The main nuclear envoys to the US, Japan, and South Korea denounced the conduct as provocative.
The missile’s range—about 500 miles—indicates that South Korea might be the intended target of the weapon.
It also flew at a height of about 30 miles, according to Japan’s defense ministry.
The North launched an intercontinental ballistic missile into the Sea of Japan on Thursday, and it was later revealed that the missile was a Hwasong-17.
Known as the country’s ‘monster missile’, it is the world’s largest road-mobile, liquid-fuelled ICBM.
It was tested just hours before the South Korean president Yook Suk-yeol was due to fly to Tokyo for discussions with Fumio Kishida, the prime minister of Japan.

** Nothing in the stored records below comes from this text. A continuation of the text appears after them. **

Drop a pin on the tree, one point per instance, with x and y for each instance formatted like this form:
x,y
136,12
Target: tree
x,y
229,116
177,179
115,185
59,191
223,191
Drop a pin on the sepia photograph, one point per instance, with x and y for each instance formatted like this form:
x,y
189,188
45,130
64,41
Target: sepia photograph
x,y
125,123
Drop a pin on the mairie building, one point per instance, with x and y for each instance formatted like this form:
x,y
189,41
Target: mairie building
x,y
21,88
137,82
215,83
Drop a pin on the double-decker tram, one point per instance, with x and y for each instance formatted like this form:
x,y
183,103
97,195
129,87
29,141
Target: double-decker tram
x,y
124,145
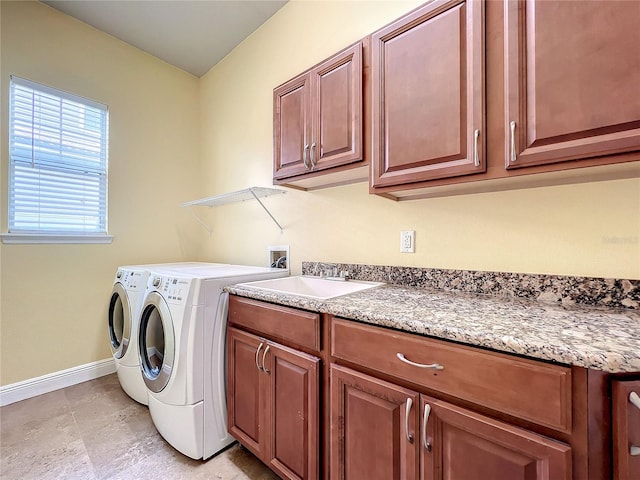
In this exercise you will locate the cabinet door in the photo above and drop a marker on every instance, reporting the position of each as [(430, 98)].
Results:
[(626, 430), (373, 433), (428, 94), (293, 412), (291, 127), (460, 444), (571, 80), (337, 110), (245, 400)]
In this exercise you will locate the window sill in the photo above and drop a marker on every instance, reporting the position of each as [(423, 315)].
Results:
[(40, 238)]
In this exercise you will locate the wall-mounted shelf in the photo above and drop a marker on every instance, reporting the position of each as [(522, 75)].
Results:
[(252, 193)]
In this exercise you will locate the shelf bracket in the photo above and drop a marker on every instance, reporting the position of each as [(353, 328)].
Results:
[(266, 210), (253, 193)]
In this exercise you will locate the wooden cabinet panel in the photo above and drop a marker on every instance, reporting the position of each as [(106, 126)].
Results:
[(291, 130), (572, 71), (428, 94), (295, 391), (460, 444), (318, 118), (280, 323), (337, 119), (273, 400), (626, 430), (524, 388), (369, 435), (245, 411)]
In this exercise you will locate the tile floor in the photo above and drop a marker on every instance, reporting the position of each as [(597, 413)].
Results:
[(94, 431)]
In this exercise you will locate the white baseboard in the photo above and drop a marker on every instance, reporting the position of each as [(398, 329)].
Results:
[(55, 381)]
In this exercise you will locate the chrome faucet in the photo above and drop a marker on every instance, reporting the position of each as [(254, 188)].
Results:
[(333, 274)]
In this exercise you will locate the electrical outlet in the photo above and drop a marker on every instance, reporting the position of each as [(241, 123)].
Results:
[(407, 241), (278, 256)]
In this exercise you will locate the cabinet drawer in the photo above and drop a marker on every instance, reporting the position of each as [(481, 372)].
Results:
[(527, 389), (284, 324)]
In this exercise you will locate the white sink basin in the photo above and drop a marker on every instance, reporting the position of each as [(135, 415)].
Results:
[(312, 287)]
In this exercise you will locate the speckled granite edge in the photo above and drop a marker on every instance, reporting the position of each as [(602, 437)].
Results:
[(563, 290), (584, 336)]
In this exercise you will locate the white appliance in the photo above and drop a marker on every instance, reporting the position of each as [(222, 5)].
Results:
[(182, 345), (127, 296)]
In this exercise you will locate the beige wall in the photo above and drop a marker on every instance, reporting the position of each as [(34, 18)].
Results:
[(175, 138), (589, 229), (55, 297)]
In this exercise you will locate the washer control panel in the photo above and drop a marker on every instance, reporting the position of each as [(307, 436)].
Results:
[(131, 279), (173, 289)]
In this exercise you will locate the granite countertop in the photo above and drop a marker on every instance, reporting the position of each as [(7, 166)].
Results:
[(592, 337)]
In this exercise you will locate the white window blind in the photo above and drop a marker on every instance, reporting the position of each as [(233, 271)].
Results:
[(58, 146)]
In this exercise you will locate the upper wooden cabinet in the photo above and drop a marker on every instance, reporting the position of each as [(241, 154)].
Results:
[(318, 119), (572, 80), (428, 94), (551, 86)]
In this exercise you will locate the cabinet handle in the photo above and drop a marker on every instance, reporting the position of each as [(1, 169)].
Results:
[(434, 366), (407, 412), (513, 140), (425, 419), (304, 156), (634, 450), (265, 369), (476, 158), (313, 163), (258, 353)]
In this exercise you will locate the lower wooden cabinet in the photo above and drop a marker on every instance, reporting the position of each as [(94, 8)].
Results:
[(457, 443), (380, 430), (371, 425), (626, 430), (272, 399)]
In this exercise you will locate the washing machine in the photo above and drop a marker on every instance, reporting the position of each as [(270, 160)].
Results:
[(182, 347), (127, 296)]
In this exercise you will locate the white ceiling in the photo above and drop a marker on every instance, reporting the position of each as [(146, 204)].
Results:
[(193, 35)]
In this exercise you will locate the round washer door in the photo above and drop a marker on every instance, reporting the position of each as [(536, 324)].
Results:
[(119, 323), (157, 343)]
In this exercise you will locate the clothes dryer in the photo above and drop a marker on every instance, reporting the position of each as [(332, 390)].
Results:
[(127, 296), (182, 347)]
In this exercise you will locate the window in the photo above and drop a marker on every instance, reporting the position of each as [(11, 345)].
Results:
[(57, 165)]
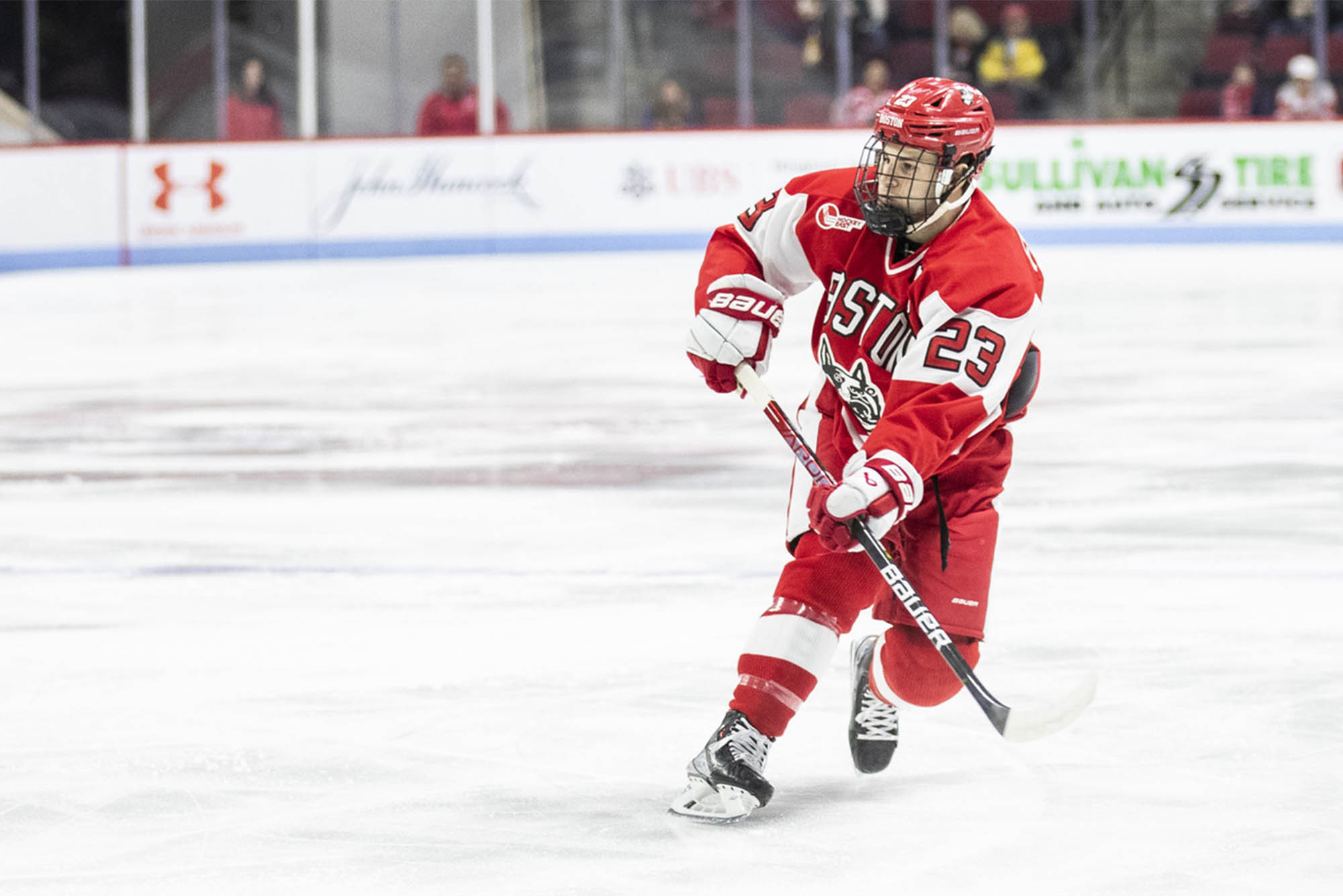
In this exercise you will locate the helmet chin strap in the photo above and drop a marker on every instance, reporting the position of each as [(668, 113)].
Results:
[(943, 209)]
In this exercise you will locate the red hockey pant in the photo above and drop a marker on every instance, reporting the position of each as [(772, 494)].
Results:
[(946, 550)]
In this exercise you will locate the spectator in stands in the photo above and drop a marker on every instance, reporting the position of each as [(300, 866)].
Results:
[(252, 111), (966, 32), (859, 107), (1305, 95), (455, 107), (1298, 20), (1239, 93), (671, 107), (1015, 62)]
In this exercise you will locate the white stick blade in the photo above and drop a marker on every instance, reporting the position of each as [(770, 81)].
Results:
[(1039, 722)]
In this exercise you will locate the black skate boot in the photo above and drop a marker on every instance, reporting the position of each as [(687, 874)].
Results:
[(727, 779), (874, 725)]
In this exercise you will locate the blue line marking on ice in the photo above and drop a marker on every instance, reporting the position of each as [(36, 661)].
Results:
[(671, 240)]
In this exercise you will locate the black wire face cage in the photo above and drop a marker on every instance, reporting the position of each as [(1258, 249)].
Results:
[(888, 189)]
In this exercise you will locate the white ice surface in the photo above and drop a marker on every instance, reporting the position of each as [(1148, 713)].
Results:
[(429, 576)]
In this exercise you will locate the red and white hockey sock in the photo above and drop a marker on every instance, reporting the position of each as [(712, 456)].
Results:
[(788, 650)]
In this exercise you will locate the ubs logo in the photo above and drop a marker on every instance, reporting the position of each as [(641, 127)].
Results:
[(169, 187)]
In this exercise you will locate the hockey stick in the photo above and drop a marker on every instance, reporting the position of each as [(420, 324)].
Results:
[(1012, 724)]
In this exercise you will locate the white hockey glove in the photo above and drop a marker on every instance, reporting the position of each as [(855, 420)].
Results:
[(733, 328), (882, 489)]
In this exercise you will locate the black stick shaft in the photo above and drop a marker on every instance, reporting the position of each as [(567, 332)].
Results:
[(900, 585)]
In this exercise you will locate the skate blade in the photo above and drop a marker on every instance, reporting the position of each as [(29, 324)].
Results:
[(704, 803)]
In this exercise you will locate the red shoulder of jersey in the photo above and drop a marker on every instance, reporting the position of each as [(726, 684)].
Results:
[(982, 260)]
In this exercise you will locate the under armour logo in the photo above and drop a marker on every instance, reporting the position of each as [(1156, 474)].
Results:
[(170, 185)]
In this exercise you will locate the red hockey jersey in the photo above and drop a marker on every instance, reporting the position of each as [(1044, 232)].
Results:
[(918, 353)]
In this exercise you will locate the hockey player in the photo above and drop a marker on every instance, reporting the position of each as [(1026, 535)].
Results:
[(923, 341)]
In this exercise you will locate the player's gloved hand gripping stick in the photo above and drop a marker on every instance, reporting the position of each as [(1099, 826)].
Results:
[(1013, 724)]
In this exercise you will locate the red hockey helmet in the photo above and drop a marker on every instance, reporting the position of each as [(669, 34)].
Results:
[(938, 115), (942, 115)]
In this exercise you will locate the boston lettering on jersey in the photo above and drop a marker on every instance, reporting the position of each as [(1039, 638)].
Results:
[(882, 323)]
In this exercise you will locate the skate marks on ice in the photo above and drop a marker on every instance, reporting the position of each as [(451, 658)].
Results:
[(359, 600)]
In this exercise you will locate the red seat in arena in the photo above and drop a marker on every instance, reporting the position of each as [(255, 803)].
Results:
[(911, 59), (721, 111), (1221, 52), (1279, 48), (808, 110), (1201, 102)]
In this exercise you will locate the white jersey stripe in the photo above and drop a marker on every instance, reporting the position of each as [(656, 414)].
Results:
[(801, 642)]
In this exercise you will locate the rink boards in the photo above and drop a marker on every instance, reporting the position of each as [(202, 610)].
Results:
[(1079, 184)]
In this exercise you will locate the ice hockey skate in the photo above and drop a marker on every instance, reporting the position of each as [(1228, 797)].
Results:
[(874, 724), (727, 779)]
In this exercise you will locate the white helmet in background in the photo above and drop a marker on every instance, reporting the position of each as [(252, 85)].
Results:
[(1303, 67)]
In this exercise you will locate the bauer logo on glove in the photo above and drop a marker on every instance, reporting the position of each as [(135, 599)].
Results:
[(738, 319), (882, 490)]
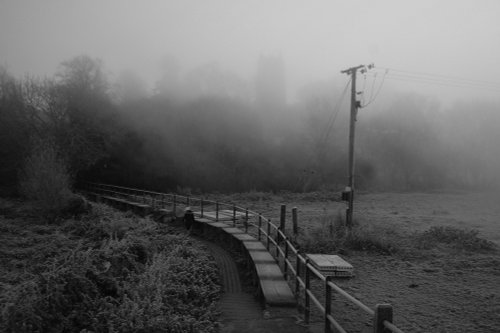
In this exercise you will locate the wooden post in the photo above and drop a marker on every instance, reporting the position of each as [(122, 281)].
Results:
[(328, 303), (268, 233), (294, 221), (216, 211), (234, 215), (246, 220), (259, 232), (285, 265), (297, 271), (282, 221), (383, 312), (175, 206), (307, 305)]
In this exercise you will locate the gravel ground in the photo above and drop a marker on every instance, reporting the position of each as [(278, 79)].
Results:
[(441, 289)]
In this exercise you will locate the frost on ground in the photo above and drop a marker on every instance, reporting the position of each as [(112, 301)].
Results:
[(438, 266)]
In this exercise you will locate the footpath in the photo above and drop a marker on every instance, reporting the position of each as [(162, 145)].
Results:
[(240, 311)]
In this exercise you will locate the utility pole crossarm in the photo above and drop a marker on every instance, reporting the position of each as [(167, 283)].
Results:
[(351, 70)]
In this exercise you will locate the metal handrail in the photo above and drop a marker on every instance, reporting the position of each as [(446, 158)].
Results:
[(300, 259)]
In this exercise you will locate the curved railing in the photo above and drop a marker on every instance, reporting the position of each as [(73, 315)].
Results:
[(274, 237)]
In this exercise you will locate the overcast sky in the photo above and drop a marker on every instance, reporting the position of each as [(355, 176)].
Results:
[(316, 38)]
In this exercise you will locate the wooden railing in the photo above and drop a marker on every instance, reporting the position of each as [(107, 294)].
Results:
[(296, 267)]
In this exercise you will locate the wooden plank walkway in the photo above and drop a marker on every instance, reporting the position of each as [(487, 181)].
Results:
[(274, 288)]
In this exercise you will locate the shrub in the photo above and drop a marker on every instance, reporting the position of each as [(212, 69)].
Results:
[(45, 178)]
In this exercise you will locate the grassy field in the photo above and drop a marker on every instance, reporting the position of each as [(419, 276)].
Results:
[(433, 256), (103, 271)]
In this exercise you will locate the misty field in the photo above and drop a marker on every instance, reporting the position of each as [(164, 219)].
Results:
[(433, 256)]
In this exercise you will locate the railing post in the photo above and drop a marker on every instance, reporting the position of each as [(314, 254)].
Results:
[(234, 215), (297, 275), (246, 220), (383, 312), (282, 222), (259, 232), (216, 211), (285, 265), (277, 249), (268, 233), (294, 221), (328, 303), (175, 205), (307, 305)]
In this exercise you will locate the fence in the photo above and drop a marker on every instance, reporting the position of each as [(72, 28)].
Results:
[(298, 271)]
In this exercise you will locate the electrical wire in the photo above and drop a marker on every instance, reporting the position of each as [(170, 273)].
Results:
[(334, 114), (436, 79), (373, 98)]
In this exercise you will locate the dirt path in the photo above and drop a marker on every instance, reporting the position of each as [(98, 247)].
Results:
[(240, 311), (440, 290)]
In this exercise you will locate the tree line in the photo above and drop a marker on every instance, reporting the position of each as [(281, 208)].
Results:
[(224, 143)]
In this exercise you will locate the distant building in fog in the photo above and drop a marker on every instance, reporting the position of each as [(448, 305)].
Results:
[(270, 85)]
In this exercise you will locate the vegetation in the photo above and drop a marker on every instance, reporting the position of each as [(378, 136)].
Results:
[(103, 272), (332, 236), (207, 137)]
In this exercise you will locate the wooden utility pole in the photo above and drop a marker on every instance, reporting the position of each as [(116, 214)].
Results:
[(352, 126)]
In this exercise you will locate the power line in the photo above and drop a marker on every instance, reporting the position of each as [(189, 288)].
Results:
[(373, 98), (334, 114), (439, 80), (445, 77)]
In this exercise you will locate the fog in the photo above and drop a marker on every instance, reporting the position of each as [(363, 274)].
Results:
[(233, 95)]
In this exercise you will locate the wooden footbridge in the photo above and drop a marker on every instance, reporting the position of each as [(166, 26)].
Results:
[(282, 274)]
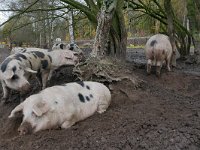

Both united at the summit partly aimed at rebuilding security ties between the US allies in the face of North Korean nuclear threats.
State media quoted leader Kim Jong Un as saying Thursday’s launch was meant to ‘strike fear into the enemies’.
The ramping-up of testing activities comes as the US and South Korea carry out the biggest military drills of their kind in years.
In response to the latest launch, the South said the drills would continue as it maintains a readiness to ‘overwhelmingly’ respond to any provocation by North Korea.
The Biden administration wants better South Korea-Japan ties, which declined over historical issues in recent years, as it pushes to strengthen its alliance network in Asia to counter the North Korean nuclear threat and China’s rising influence.
On Sunday, the US flew at least one long-range B-1B bomber for joint aerial training with warplanes from South Korea.
The use of the aircraft, which is capable of carrying a huge conventional weapons payload, has previously also been met with responsive missile test-launches from the North.
Toshiro Ino, the Japanese deputy defence minister, said there was no reports of damage from Sunday’s test launch as it landed outside the country’s exclusive economic zone.
However, he said the activity represented a ‘threat’ to the security of Japan, the region, and the international community and it ‘absolutely cannot be tolerated’.
The missile likely showed an irregular trajectory, he said, which could be a reference to North Korea’s highly manoeuvrable, nuclear-capable KN-23 missile.
The US Indo-Pacific Command said the launch does not pose an immediate threat to American territory or its allies, but highlighted ‘the destabilising impact of [North Korea’s] unlawful’ weapons programmes.
It added that the US security commitment to South Korea and Japan remains ‘ironclad’.